The Capital Letter: Week of January 4

Posted By TheNewsCommenter: From “The Capital Letter: Week of January 4 | National Review”. Below is an excerpt from the article.

There was an apocryphal story that used to float around the markets that the morning after the Bolshevik coup, prices rose on the St. Petersburg exchange. Sadly, but fortunately for Mr. Market’s frequently battered reputation, it’s not true. (The exchange had been closed for quite a while.)

Quite what label to apply to Wednesday’s disgraceful “events” (an insurrection, an attempted putsch, a cosplay coup, a riot) will be discussed for a long time after the courts have passed sentence on a good number of the perpetrators. What the full political and thus, by extrapolation, economic consequences might be are also as yet (and probably for some while) unknowable, but, at a guess, they will be to push the political pendulum quite a bit to the left, something that, at some time, the markets will have to consider.

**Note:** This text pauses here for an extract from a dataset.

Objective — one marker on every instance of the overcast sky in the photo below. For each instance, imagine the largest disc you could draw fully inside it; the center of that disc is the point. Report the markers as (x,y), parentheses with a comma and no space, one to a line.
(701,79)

The market’s focus had returned to the reality that the Republicans’ double defeat in Georgia was going to mean effective Democratic control of the Senate, and to investors that meant another round of stimulus.  Daniel Tenreiro discussed this in yesterday’s Capital Note, which is (like all issues of the Capital Note, well worth reading—to sign up, go here). Please take a look, in particular, at what Daniel has to say about the “imperial circle,” something for which a strong dollar has historically been crucial. At the moment the dollar is . . . not strong.

The “neutral” rate of interest — the price of money set by supply and demand — has been on a downward march for decades. While the neutral rate isn’t directly observable, economists peg it at less than 1 percent.